The router device that I'm currently working on has some goofy failover system where it has two roofs filesystems (UBI) on it's NAND flash.

A special partition has a "upgrade-in-progress" bit that gets set and I need to flip it back to 0x0 after a successful system bootup. If I don't, the bootcmd program in u-boot detects the bit, assumes an upgrade/installation failure, and fails back to the old/previous rootfs.

Currently, this only affects factory installations installed from the OEM web UI upgrade tool, but I might like to make sysupgraded installations use it. I am not sure yet if I want to bother supporting it.

Thus, this needs to happen only once after the system has been upgraded/installed by a factory installation, and optionally a sysupgrade installation.

So my questions are:

1.) Is there a way to determine if the current boot was from a factory install vs sysupgrade?

2.) Where is the appropriate place to do a run-once kind of thing? Like /etc/uci-defaults/ or sysupgrade's restore_config function.

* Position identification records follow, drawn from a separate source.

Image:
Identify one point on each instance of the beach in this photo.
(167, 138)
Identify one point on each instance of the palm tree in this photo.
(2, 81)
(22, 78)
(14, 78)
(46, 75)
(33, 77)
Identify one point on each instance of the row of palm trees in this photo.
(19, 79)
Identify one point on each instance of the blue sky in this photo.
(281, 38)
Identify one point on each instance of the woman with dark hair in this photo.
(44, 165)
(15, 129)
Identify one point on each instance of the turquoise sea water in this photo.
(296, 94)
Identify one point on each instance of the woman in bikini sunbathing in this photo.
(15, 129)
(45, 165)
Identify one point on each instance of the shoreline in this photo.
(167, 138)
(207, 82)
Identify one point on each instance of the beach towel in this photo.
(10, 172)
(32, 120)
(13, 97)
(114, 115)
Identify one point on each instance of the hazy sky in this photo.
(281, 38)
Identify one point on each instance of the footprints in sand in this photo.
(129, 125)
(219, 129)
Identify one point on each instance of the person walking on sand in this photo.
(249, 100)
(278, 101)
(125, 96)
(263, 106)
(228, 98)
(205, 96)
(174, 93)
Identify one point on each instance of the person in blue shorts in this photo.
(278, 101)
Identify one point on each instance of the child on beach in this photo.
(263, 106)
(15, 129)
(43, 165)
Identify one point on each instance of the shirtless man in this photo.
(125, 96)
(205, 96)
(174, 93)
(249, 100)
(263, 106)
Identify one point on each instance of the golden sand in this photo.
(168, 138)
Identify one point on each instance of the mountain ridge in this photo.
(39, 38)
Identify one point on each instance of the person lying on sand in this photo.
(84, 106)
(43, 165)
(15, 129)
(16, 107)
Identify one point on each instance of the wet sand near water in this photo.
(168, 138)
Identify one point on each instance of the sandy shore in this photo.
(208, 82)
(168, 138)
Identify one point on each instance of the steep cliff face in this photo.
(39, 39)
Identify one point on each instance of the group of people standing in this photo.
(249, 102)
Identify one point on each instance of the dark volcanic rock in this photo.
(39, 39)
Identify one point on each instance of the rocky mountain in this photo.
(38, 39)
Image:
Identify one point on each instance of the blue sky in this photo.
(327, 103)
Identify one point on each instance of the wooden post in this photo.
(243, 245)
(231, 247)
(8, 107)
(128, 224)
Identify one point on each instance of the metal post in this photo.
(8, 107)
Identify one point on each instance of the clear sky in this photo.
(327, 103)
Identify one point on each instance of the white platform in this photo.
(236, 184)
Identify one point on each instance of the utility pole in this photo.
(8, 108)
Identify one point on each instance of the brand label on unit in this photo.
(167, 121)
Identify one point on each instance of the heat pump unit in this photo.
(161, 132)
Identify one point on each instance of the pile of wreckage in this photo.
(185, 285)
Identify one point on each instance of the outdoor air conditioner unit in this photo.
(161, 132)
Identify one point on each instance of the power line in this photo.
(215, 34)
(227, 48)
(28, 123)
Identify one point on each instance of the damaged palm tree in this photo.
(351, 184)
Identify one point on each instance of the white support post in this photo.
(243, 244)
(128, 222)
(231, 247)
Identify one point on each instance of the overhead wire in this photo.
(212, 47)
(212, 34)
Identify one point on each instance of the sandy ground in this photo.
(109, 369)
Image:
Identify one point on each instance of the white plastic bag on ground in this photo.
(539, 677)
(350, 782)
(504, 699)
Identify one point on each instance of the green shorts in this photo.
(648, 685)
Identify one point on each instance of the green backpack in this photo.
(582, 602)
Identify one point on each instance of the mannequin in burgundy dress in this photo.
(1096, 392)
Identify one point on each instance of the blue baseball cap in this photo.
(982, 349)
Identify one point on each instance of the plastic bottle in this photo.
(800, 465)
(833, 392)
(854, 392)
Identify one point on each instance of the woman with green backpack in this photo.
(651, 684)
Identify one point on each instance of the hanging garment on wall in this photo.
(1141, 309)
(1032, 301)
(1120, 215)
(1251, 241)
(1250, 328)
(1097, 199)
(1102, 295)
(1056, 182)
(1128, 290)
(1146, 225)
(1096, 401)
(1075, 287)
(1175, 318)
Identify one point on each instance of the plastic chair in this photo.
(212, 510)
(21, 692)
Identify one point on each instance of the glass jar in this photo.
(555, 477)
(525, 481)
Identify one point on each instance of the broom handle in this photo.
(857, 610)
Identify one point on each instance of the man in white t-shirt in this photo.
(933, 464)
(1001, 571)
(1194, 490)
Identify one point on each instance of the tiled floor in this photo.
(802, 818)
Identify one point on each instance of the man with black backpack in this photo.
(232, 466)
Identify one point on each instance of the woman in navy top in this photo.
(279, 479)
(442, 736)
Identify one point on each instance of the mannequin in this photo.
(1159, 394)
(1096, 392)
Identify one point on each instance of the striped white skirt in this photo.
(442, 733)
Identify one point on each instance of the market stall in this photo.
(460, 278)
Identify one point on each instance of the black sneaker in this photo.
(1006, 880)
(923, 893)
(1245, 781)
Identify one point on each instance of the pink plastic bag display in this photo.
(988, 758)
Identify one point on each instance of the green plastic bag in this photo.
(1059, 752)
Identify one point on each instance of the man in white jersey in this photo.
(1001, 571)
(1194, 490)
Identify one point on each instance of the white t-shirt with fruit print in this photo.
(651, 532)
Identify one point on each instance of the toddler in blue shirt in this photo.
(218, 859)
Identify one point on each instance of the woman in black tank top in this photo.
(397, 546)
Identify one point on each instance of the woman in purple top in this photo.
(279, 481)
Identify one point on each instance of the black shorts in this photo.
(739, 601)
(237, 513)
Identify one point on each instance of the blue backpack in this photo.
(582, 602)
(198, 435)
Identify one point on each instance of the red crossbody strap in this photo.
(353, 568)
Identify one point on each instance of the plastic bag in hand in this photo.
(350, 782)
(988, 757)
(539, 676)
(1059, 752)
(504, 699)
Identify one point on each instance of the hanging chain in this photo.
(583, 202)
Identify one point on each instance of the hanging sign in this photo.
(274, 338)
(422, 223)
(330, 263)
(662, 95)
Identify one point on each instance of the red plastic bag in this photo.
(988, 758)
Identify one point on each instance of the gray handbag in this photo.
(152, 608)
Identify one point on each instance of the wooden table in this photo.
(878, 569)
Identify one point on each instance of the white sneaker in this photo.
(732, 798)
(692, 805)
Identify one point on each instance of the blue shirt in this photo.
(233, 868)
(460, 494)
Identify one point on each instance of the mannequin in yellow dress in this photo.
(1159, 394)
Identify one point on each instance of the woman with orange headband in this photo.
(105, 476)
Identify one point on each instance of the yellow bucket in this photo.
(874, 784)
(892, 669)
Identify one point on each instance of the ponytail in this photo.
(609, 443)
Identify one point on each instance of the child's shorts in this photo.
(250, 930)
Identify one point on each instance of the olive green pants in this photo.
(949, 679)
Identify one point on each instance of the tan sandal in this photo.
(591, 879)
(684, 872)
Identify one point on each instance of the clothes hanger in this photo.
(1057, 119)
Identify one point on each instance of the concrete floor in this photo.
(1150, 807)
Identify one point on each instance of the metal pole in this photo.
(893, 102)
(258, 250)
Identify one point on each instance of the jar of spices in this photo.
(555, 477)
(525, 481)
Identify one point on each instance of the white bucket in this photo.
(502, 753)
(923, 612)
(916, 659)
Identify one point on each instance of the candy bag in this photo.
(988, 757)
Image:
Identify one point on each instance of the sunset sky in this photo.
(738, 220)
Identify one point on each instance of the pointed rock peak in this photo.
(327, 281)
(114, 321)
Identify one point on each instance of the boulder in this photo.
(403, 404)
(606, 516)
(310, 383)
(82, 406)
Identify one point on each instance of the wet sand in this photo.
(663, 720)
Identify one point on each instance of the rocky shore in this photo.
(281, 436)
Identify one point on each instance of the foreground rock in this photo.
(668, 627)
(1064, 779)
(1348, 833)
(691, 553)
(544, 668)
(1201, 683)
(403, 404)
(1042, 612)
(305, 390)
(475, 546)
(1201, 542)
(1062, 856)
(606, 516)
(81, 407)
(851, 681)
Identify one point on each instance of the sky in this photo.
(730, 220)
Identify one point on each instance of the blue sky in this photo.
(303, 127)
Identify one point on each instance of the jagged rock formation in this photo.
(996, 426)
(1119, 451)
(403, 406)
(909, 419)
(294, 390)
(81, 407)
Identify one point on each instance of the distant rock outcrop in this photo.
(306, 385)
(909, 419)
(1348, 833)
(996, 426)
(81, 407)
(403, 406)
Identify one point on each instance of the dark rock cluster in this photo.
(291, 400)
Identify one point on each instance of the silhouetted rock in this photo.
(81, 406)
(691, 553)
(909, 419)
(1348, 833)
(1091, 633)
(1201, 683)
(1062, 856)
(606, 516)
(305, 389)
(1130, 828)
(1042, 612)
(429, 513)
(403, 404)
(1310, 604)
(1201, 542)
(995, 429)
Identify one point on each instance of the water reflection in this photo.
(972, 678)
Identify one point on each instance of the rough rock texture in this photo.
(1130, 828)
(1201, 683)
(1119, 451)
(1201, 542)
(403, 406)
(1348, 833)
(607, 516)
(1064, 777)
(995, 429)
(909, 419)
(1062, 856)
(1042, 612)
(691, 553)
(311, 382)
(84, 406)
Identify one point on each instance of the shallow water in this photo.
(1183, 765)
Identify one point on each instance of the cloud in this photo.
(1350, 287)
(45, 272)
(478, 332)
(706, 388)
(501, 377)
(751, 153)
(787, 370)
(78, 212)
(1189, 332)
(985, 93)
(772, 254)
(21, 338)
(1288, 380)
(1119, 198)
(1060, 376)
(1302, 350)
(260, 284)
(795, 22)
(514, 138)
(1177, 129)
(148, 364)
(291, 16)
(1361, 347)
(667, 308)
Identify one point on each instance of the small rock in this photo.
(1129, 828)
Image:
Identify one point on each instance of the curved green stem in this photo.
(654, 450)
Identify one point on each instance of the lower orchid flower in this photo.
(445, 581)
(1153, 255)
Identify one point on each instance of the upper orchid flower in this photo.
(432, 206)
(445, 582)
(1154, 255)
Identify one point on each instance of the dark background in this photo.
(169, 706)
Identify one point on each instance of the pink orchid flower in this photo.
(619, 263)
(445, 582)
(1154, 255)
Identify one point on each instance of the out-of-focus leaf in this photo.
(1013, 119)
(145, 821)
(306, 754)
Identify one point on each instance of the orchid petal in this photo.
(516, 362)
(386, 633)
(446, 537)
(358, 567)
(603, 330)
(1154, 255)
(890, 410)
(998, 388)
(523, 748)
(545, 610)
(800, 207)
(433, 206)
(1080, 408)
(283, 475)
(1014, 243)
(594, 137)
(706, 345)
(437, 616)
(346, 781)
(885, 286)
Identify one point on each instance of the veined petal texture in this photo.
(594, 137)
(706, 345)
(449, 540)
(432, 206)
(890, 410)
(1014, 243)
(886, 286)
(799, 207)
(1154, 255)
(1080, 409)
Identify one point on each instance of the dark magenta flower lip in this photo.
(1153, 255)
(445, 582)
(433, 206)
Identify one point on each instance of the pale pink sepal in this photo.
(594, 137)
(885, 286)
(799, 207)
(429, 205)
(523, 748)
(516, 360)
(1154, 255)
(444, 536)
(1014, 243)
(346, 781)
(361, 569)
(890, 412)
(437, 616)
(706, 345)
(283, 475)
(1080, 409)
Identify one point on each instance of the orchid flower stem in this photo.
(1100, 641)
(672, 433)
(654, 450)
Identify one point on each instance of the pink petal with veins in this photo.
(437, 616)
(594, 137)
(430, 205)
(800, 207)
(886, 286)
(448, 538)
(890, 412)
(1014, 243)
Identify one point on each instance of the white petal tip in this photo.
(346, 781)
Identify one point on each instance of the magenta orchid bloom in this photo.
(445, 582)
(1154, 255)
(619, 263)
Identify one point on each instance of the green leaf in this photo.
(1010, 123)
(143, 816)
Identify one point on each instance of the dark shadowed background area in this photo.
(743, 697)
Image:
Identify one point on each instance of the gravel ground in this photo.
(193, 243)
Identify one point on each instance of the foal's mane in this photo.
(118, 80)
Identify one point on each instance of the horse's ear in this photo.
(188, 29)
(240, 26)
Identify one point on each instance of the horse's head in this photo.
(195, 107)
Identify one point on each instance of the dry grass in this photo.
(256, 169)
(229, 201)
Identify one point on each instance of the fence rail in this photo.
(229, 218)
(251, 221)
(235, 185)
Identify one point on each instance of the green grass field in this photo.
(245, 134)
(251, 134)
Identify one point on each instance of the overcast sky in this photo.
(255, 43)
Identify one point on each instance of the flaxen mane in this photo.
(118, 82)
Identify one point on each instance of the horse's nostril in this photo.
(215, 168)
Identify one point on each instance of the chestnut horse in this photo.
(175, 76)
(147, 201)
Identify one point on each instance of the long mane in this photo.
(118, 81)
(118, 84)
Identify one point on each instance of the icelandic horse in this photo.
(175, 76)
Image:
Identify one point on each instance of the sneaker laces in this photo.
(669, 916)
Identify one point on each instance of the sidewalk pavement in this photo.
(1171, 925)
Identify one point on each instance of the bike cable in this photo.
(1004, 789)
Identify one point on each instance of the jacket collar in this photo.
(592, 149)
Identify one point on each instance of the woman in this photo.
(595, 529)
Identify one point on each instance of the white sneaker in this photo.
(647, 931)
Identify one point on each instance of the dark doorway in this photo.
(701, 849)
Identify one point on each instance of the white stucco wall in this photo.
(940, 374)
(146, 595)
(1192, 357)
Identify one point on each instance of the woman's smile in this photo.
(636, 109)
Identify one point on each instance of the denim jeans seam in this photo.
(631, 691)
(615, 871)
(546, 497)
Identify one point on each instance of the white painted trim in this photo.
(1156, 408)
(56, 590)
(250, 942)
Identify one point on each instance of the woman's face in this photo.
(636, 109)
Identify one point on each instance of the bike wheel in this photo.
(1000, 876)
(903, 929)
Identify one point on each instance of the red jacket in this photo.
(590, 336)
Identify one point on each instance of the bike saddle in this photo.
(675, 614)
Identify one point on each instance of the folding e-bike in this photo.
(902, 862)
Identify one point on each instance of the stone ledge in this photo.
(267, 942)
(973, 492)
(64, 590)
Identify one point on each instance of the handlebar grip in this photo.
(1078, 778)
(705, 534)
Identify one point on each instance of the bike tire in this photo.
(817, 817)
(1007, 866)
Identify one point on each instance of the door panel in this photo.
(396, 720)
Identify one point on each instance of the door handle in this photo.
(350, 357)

This would be an S99-like task; run at the very end of the boot process once we are sure the system has booted successfully.

Any examples anyone can point me to of anything similar before I re-invent something that might already exist?

If this had to run on every single boot, even non-upgrade boots, I could probably work with that by checking if the upgrade-in-progress bit is even set, but I figured I would ask if I could do a "run once after factory install" kind of thing first.